Making Lifecycle Management Decisions Consciously
A recurring theme in lifecycle management is that decisions are made both consciously and unconsciously. Because of the proliferation of access devices, many businesses defer decisions and provide a de facto “best effort” service level for certain devices. In other words, the business decides not to make a decision. Best effort service level, experience suggests, almost always leads to dissatisfied end users; regardless of the service level provided, it is often considered too little and too late.
Decisions need to be made consciously! De facto standards, support, service levels, and expectations become established when end users are left to assume that what they are leveraging is correct. In lifecycle management, benign neglect is a concern.
IT may or may not be able to approve or reject end users or organizations; however, tacit agreement in today’s highly regulated environment is simply not a good idea. Many businesses today, for example, provide “best effort” support for certain categories of handheld devices. The initial conclusion, therefore, is that the handheld devices are an acceptable company standard, and that IT is prepared to support these devices.

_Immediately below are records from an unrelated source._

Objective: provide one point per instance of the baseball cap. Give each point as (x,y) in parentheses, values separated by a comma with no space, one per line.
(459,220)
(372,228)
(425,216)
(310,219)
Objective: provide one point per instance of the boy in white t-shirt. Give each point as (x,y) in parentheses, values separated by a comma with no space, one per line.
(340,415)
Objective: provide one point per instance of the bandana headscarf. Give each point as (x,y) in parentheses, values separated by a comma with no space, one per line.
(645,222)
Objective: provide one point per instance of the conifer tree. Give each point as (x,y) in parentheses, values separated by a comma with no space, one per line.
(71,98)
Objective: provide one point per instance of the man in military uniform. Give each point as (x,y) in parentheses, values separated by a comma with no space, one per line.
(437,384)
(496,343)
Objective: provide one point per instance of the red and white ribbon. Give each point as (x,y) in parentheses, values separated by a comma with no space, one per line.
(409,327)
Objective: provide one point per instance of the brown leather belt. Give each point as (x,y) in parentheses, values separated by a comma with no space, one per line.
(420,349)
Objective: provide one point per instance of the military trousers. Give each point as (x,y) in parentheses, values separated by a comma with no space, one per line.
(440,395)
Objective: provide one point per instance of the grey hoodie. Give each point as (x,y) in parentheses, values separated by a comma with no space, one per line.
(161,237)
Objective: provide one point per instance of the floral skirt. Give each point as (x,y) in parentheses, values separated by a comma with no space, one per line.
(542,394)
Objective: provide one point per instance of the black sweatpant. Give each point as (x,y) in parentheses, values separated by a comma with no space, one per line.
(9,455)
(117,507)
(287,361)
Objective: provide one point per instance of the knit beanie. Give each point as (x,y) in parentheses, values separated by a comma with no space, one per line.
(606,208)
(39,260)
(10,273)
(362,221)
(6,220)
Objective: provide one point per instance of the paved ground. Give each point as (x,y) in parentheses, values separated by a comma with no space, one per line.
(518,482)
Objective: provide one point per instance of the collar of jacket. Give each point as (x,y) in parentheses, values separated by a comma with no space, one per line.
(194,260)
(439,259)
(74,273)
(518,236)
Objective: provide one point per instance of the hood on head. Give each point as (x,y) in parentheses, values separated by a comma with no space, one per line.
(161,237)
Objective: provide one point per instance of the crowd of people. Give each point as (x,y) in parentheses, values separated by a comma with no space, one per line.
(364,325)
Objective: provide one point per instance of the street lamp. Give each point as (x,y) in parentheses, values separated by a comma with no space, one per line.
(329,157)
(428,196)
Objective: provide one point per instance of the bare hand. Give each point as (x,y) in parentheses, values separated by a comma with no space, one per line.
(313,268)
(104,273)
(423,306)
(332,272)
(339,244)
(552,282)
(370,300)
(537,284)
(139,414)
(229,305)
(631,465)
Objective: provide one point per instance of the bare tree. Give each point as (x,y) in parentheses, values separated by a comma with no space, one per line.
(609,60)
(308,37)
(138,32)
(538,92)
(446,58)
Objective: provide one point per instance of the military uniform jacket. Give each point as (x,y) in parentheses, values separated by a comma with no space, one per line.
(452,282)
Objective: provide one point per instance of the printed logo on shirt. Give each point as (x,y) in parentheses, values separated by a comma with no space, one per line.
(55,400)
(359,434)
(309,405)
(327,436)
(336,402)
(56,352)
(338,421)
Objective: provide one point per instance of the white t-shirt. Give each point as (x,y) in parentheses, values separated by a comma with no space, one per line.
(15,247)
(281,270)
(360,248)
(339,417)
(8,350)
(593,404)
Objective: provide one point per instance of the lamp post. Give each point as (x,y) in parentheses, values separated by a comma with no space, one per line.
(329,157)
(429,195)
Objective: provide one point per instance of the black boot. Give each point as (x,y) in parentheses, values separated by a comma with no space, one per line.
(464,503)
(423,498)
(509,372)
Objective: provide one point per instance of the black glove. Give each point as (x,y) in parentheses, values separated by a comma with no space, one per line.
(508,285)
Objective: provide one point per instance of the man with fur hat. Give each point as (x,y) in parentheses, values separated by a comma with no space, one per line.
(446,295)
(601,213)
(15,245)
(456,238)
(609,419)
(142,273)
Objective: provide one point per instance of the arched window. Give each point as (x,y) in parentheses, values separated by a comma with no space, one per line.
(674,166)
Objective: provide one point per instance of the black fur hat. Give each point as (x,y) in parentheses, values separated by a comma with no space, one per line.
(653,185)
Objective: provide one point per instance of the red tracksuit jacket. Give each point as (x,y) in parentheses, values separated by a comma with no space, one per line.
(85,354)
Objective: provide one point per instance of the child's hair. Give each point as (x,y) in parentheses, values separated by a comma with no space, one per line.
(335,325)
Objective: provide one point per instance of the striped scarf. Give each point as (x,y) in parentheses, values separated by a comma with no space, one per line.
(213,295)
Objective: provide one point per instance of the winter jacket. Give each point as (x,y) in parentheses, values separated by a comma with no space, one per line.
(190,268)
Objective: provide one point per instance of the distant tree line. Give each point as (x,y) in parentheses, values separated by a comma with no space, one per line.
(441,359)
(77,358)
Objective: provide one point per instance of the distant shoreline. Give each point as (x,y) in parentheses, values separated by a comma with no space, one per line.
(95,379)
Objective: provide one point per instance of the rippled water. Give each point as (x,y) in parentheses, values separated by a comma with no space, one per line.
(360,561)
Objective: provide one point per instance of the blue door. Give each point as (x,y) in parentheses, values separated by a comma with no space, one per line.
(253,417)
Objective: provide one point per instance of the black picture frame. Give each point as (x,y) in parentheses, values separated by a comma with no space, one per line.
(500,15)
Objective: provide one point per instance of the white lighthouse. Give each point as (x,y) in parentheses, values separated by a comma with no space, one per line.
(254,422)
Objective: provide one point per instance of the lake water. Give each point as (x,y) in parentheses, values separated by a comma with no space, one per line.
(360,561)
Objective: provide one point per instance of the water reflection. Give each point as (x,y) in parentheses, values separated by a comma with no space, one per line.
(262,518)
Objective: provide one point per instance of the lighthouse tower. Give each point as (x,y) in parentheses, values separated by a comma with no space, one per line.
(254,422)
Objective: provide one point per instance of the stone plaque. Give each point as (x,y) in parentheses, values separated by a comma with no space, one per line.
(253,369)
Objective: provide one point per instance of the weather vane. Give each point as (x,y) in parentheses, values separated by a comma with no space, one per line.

In lifecycle management, the implications from decisions that are made are often as important as the initial decisions themselves. In the example just cited, at what point does the best effort apply if the overall population of devices becomes significant and IT simply cannot deliver an acceptable service level? At that point, a predicament arises; after all, IT cannot go back and suggest that the devices were inappropriate in the first place.
Businesses defer lifecycle decisions for a variety of reasons, but all of the dynamics discussed in this chapter clearly suggest that decisions should be made consciously, because the information and data to be accessed is still the same.